Internal Negotiations: A Battle the Sales VP Cannot Fight Alone
A consultant I know is struggling to help his client, a sales vice president.
“We’ve got one hell of a problem with internal negotiations,” the sales V.P. said. He saw it as his number one problem, preventing him from making his numbers.
My friend was asking me how we could get the other members of the company’s executive team to identify the problem as well, so it could be prioritized and solved.
The question is a good one. There needs to be a way to identify the problems/symptoms in terms the other executives would recognize and respect.
I touched on this in my article “How to Avoid the Four Mistakes of Sales Process Mapping.” One of the examples (the second one, called “contracting”) was from an insurance company. They had this enormous administrative procedure designed to cover their own bottoms. They wanted the customer to sign a complicated document four or five times, and this document wasn’t even an order!
And they were wondering why their sales department wasn’t making its numbers.
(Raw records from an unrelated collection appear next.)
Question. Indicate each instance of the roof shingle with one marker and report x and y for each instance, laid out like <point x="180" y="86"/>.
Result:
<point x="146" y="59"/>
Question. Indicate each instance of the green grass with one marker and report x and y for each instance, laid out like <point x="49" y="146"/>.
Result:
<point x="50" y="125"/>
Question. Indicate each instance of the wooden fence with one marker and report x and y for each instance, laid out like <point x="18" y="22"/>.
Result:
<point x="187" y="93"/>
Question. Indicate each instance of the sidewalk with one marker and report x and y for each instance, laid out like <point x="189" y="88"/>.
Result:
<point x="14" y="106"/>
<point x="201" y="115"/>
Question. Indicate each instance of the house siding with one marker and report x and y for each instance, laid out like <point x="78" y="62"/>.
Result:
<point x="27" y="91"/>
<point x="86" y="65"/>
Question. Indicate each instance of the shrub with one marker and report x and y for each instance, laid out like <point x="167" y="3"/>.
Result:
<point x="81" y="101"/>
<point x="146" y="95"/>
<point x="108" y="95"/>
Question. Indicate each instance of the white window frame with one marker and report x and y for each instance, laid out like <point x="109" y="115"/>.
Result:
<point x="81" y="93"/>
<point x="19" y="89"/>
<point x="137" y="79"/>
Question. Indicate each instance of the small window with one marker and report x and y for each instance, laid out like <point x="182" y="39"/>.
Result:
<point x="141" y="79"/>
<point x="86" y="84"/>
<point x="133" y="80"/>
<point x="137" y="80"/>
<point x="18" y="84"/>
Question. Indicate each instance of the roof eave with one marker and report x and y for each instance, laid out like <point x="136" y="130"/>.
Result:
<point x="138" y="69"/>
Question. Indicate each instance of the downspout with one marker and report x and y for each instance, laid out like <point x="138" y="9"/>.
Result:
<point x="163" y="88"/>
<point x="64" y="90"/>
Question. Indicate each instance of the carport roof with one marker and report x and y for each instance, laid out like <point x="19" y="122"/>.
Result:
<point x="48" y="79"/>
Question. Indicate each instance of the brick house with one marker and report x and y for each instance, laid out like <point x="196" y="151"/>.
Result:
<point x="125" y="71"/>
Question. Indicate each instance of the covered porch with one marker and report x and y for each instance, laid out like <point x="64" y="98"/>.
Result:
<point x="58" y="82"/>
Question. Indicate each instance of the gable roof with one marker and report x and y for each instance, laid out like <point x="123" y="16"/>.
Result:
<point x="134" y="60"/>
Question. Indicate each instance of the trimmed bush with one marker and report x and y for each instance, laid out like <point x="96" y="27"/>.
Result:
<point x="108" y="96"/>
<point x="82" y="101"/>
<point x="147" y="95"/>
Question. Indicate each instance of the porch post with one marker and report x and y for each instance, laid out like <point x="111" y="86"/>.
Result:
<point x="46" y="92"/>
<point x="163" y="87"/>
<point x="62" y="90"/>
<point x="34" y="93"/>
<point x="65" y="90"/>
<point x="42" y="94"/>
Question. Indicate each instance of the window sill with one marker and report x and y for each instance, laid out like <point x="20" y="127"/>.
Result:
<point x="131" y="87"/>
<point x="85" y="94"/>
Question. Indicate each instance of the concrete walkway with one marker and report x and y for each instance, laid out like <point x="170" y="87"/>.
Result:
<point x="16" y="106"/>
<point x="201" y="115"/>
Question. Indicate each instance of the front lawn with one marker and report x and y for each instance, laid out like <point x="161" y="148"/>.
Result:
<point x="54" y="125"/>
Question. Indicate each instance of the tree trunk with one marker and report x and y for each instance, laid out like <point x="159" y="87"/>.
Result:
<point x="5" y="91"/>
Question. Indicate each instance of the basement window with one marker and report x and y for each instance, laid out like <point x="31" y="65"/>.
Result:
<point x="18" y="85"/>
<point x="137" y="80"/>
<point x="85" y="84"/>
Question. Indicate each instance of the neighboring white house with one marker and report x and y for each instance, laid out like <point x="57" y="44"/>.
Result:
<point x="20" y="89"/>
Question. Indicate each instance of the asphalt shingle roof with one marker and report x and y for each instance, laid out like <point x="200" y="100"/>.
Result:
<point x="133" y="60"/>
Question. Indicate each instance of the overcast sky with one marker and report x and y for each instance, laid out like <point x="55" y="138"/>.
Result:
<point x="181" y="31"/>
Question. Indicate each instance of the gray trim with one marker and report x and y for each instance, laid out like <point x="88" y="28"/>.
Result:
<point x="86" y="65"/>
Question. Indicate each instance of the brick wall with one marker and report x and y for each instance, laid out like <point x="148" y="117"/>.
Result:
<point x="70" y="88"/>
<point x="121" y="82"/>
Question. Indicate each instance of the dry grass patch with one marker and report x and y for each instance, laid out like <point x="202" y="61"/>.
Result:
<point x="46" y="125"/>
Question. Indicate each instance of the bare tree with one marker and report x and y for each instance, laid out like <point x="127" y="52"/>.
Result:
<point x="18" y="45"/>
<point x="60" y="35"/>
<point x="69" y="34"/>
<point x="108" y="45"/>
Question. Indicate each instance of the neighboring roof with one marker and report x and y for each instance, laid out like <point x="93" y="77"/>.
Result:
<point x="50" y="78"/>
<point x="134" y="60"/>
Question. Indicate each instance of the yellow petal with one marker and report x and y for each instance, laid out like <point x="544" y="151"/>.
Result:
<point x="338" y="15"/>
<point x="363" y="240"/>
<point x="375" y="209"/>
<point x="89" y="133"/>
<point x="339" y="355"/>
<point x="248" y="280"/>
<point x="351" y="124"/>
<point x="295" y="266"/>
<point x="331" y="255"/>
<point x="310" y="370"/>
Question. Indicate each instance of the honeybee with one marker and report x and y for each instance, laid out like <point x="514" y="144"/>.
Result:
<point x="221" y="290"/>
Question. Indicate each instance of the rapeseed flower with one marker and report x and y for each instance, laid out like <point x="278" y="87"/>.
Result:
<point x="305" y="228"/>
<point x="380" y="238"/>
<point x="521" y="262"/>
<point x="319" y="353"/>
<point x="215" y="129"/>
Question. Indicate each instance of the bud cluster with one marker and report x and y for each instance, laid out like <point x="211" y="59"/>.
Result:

When I probed around the idea of doing things the customer wanted instead, the people I was dealing with steadfastly resisted. It was not their job to challenge the system.
Of course, that company doesn’t exist anymore. But here is the thing: the CEO was not involved in our little process mapping project. The team we were dealing with had a charter to make better sales training and some sales tools.
Like most, these managers lived in a world where their function was seen as essential. It was subservient only to the two dimensions of financial statements and corporate politics. In a sense, they lived in “flatland,” and literally could not see, much less solve the problem.
To fix this insurance company’s sales problem, the CEO would have first had to recognize it as one deserving his or her attention.
Second, they would have had to also recognize that for a sales process to work, it must create value for customers. Activities that do not create value for customers must be made subservient to ones that do. Or else, if customers have any choice, they will go somewhere else.
Thus the dilemma my consultant friend faced trying to help his Sales V.P. client.
The process approach adds a third dimension to the system: value to the customer. My consultant friend needed to help his Sales VP to get the CEO to understand. This is a reality the Sales VP cannot fight alone.